# Machine Learning in Automated Text Categorization 2002

Back to Research-Papers

# datascience

Text Categorization is the task of assigning a boolean value to each pair `(dj, ci)` in `D x C`, where D is domain of documents and `C = {c1, ..., cn}`, `n = |C|`, is a set of predefined categories.

More formally, the task is to approximate the unknown target function `fi: D x C -> {T, F}`, where fi is the classifier.

• categories are symbolic labels
• no exogenous knowledge (data provided from external sources) is available
• categories must be classified based on endogenous knowledge (data extracted from the documents)
• inferred from the semantics of a document, subjective in nature
• because it lacks objectivity, it is non-deterministic
• subject to judgement of one's teaching the algorithm

### Single-label versus multi-label TC

Different constraints may be enforced on the TC task.

• Perhaps it should map to exactly one category (single-label categories)
• if mapped to 0 to |C| categories, it is multi-label

### Bayes Rule

`P(a|b) = P(b|a) * P(a) / P(b)`

### Naive Baysian Algorithm

Uses the TC model, and two assumptions, to calculate the category that maximizes `P(ci | d)` (probability of each category for a given document), expressed as `c = argmax( P(ci | d) )`.

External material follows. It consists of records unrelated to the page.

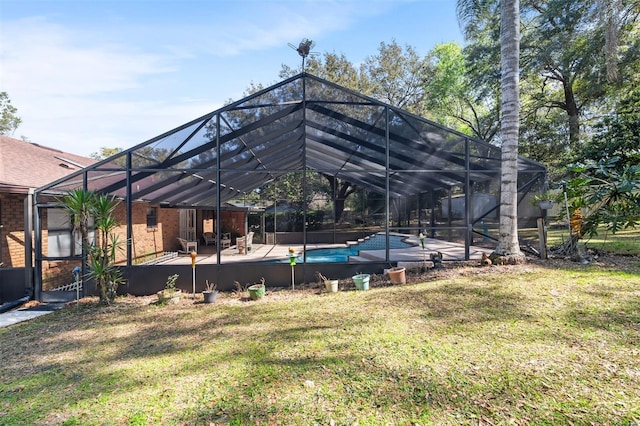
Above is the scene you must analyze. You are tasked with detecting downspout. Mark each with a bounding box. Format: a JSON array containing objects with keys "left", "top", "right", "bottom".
[
  {"left": 384, "top": 107, "right": 391, "bottom": 263},
  {"left": 464, "top": 138, "right": 473, "bottom": 260},
  {"left": 24, "top": 188, "right": 34, "bottom": 299}
]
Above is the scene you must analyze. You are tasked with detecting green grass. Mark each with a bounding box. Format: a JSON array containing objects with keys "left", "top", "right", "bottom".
[
  {"left": 547, "top": 227, "right": 640, "bottom": 255},
  {"left": 0, "top": 258, "right": 640, "bottom": 425}
]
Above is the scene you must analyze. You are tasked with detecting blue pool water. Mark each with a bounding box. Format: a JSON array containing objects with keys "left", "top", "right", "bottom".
[{"left": 282, "top": 234, "right": 412, "bottom": 263}]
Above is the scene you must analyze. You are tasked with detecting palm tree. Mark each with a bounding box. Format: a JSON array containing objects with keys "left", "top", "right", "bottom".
[
  {"left": 457, "top": 0, "right": 525, "bottom": 263},
  {"left": 494, "top": 0, "right": 525, "bottom": 263}
]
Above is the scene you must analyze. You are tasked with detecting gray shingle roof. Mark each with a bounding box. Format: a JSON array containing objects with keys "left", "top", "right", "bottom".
[{"left": 0, "top": 135, "right": 96, "bottom": 194}]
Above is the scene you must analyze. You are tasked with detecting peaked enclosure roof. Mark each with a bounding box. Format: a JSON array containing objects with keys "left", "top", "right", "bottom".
[{"left": 39, "top": 73, "right": 545, "bottom": 207}]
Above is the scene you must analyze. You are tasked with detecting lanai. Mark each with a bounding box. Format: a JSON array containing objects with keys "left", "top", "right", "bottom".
[{"left": 27, "top": 73, "right": 545, "bottom": 293}]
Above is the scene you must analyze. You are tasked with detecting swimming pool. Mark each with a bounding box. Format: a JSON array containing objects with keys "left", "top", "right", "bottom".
[{"left": 278, "top": 234, "right": 413, "bottom": 263}]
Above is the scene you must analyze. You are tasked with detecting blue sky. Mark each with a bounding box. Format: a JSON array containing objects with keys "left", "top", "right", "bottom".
[{"left": 0, "top": 0, "right": 462, "bottom": 156}]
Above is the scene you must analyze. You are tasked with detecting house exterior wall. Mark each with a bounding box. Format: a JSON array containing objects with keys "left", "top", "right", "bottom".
[
  {"left": 220, "top": 211, "right": 247, "bottom": 239},
  {"left": 0, "top": 193, "right": 30, "bottom": 268},
  {"left": 124, "top": 203, "right": 180, "bottom": 263}
]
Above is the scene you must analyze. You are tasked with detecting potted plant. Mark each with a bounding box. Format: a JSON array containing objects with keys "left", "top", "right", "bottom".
[
  {"left": 318, "top": 272, "right": 338, "bottom": 293},
  {"left": 202, "top": 280, "right": 218, "bottom": 303},
  {"left": 389, "top": 266, "right": 407, "bottom": 284},
  {"left": 247, "top": 277, "right": 265, "bottom": 300},
  {"left": 351, "top": 273, "right": 370, "bottom": 290},
  {"left": 157, "top": 274, "right": 182, "bottom": 305}
]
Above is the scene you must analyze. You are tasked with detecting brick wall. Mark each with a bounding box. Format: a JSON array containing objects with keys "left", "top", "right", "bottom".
[{"left": 0, "top": 194, "right": 25, "bottom": 268}]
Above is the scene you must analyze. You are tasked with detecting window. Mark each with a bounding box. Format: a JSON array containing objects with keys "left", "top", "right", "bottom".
[
  {"left": 47, "top": 208, "right": 95, "bottom": 257},
  {"left": 147, "top": 207, "right": 158, "bottom": 229}
]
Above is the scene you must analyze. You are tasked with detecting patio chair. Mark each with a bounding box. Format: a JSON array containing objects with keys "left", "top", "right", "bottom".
[
  {"left": 220, "top": 232, "right": 231, "bottom": 250},
  {"left": 202, "top": 232, "right": 216, "bottom": 246},
  {"left": 245, "top": 232, "right": 253, "bottom": 252},
  {"left": 178, "top": 237, "right": 198, "bottom": 253}
]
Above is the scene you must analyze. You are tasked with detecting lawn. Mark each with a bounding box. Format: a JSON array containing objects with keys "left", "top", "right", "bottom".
[{"left": 0, "top": 256, "right": 640, "bottom": 425}]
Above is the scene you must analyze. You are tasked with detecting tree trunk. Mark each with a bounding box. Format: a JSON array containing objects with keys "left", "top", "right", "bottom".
[{"left": 494, "top": 0, "right": 524, "bottom": 263}]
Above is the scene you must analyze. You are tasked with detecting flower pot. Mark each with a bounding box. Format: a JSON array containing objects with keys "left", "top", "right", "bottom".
[
  {"left": 202, "top": 291, "right": 218, "bottom": 303},
  {"left": 247, "top": 284, "right": 264, "bottom": 300},
  {"left": 389, "top": 266, "right": 407, "bottom": 284},
  {"left": 540, "top": 200, "right": 556, "bottom": 210},
  {"left": 351, "top": 274, "right": 370, "bottom": 290},
  {"left": 156, "top": 289, "right": 182, "bottom": 305},
  {"left": 324, "top": 280, "right": 338, "bottom": 293}
]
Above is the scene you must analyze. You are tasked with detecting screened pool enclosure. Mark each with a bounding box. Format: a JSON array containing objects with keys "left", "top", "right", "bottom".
[{"left": 28, "top": 73, "right": 545, "bottom": 294}]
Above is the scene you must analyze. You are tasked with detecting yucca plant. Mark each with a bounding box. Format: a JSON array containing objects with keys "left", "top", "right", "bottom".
[{"left": 60, "top": 189, "right": 124, "bottom": 304}]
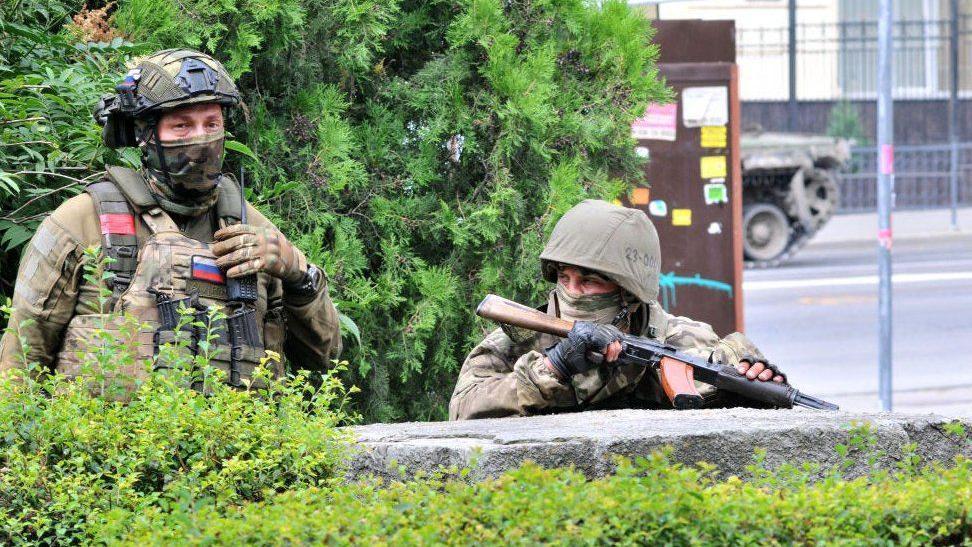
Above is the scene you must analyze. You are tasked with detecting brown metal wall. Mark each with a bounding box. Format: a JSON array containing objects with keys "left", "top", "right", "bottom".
[{"left": 628, "top": 21, "right": 743, "bottom": 335}]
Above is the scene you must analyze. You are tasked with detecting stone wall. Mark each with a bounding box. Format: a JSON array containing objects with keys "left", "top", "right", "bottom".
[{"left": 349, "top": 409, "right": 972, "bottom": 479}]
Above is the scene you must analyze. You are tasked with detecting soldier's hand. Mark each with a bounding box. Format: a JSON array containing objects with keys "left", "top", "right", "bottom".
[
  {"left": 736, "top": 357, "right": 786, "bottom": 384},
  {"left": 547, "top": 321, "right": 623, "bottom": 378},
  {"left": 213, "top": 224, "right": 307, "bottom": 283}
]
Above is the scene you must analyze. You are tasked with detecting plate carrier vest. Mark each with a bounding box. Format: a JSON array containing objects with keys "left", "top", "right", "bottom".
[{"left": 57, "top": 166, "right": 283, "bottom": 387}]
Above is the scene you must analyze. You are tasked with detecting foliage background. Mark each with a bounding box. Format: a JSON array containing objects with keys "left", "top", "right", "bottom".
[{"left": 0, "top": 0, "right": 668, "bottom": 421}]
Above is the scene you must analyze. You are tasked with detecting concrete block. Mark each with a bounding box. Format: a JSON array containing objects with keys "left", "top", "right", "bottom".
[{"left": 348, "top": 408, "right": 972, "bottom": 480}]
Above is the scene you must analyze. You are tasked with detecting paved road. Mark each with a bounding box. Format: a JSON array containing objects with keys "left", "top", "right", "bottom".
[{"left": 744, "top": 234, "right": 972, "bottom": 415}]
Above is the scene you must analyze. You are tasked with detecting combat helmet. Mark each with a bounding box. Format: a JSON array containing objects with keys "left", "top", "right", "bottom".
[
  {"left": 94, "top": 49, "right": 240, "bottom": 148},
  {"left": 540, "top": 199, "right": 661, "bottom": 303}
]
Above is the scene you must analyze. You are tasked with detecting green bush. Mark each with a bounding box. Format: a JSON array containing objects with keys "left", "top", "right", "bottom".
[
  {"left": 94, "top": 454, "right": 972, "bottom": 545},
  {"left": 0, "top": 272, "right": 353, "bottom": 544},
  {"left": 0, "top": 0, "right": 668, "bottom": 421}
]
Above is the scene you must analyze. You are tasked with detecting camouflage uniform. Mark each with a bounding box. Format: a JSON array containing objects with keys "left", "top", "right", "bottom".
[
  {"left": 449, "top": 200, "right": 765, "bottom": 420},
  {"left": 0, "top": 51, "right": 341, "bottom": 386}
]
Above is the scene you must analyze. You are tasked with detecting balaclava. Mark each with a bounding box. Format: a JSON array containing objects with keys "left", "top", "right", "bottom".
[{"left": 136, "top": 121, "right": 225, "bottom": 217}]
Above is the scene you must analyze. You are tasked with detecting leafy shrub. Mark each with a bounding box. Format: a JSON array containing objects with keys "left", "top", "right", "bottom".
[
  {"left": 98, "top": 454, "right": 972, "bottom": 545},
  {"left": 0, "top": 267, "right": 353, "bottom": 544}
]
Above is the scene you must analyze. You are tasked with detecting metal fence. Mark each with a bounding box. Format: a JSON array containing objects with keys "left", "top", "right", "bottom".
[
  {"left": 736, "top": 17, "right": 972, "bottom": 101},
  {"left": 839, "top": 143, "right": 972, "bottom": 213}
]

• Assumption 1: Conditionally Independent, we assume the words in the document have no order.
• Assumption 2: Assume that the probability that document is in a category is equal to the product of each word's probability of being in the category
• Laplace Smoothening is applied to this assumption to remove the multiply by 0 possibility
• for each `P(xi | c)`, where `xi` is some word in `d`, add 1 to the numerator and `V` to denominator, `V` is the total number of words in the vocabulary
• Apply Bayes Rule to original expression, `c = argmax( P(d | ci) * P(ci) / P(d) )`, since `P(d)` is constant for all ci, it can be ignored
• `c = argmax( Π( P(xj|ci) ) * P(ci) )`, where `P(ci)` is the percentage of total documents that are in the category `ci`

### Persistant Data

• total number of docs per class
• total number of docs
• hashmap of word occurrances per class
• total number of word occurances per class
• total number of distinct words per class